15 February 2014

Call for help

I've just come across (still going through old papers) a piece by Fr Eric Mascall taking a little further some of the remarks he made about the Papacy in The Recovery of Unity. He lists the possibility that the papal see might have been vacant for forty years during the Great Schism, citing a phrase Papa dubius Papa nullus. I wonder if anybody has ever come across either that proposition or that phrase. (I'm rather less interested in a discussion about these things than I am in being pointed in the direction of exact references to authorities.)

3 comments:

Gregory the Eremite said...

Bossuet ("Defensio declarationis conventus Cleri Gallicani") attributes it to Bellarmine (and others):

"Nam de papa dubio et schismatis casu, ut inde ordiamur falsam illud esse constat, imo periculosissimum, quod a bellarmino et aliisque passim pro certo axiomate asseritur: papa dubius, papa nullus."

(Found with the help of Google's mighty engine).

Patruus said...

In the sixth line of the paragraph commencing RESPONDEO on page 188 of the Tomus Secundus of Bellarmino's 'De Controversiis Christianae Fidei adversus huius temporis haereticos', we read, "nam dubius Papa habetur pro non Papa".

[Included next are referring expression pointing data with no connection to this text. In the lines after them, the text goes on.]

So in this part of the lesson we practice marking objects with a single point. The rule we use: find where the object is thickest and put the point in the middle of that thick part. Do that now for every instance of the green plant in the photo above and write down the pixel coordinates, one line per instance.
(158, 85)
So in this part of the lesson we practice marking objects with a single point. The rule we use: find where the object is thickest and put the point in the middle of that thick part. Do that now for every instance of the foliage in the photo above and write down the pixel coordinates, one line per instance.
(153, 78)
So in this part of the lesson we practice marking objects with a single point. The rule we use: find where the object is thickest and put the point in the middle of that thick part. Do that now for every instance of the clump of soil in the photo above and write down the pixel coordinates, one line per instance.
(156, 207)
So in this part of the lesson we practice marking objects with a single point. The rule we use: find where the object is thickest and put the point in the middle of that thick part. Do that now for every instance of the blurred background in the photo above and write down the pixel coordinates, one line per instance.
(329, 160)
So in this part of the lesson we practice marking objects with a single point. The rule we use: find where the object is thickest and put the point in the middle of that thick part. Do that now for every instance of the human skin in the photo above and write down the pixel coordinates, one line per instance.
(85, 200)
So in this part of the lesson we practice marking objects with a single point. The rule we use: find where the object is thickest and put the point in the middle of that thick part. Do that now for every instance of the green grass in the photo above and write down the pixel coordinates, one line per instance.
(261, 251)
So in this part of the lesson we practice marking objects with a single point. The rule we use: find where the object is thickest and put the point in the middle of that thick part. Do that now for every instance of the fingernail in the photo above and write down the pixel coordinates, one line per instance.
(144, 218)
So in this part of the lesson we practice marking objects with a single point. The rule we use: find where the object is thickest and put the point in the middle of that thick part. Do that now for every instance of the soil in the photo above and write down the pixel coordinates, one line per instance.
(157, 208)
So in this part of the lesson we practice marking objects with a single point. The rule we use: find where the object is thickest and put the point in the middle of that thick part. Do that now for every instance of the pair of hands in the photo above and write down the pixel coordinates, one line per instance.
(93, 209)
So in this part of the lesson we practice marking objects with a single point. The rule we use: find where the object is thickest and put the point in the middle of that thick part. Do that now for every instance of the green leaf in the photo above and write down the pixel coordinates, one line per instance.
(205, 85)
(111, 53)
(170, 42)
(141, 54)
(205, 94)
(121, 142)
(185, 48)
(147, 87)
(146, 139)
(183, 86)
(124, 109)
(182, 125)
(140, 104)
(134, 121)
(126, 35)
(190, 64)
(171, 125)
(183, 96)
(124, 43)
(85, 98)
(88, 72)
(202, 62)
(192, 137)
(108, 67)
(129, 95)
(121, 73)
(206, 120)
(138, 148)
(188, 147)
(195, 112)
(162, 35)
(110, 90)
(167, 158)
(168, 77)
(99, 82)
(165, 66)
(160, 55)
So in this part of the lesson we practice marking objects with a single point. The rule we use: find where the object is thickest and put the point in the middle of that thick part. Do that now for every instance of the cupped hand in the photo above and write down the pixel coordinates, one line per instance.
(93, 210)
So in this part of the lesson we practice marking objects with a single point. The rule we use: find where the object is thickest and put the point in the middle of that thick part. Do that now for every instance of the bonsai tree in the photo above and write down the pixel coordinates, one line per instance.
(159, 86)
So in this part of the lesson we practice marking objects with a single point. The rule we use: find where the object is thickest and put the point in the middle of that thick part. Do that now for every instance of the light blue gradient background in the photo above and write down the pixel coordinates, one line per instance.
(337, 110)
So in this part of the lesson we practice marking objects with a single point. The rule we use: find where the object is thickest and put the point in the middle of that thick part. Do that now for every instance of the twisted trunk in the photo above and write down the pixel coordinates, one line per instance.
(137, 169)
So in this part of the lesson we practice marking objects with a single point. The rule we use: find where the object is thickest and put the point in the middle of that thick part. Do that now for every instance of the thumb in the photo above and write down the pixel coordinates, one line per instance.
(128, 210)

http://books.google.co.uk/books?id=CXoX8L3UqYsC&pg=PA188

Dr. Adam DeVille said...

I've come across the proposition before. I would check the Jesuit historian John O'Malley's *A History of the Popes* (Sheed & Ward, 2011). I don't know if he gets into this kind of detail in the book, but he does know about it (and you could e-mail him at Georgetown). I talked to him last year about the Gt. Schism, and how the Annuario Pontificio was "updated" in the 1940s to scrub out some embarrassing caesura in papal historiography around that time.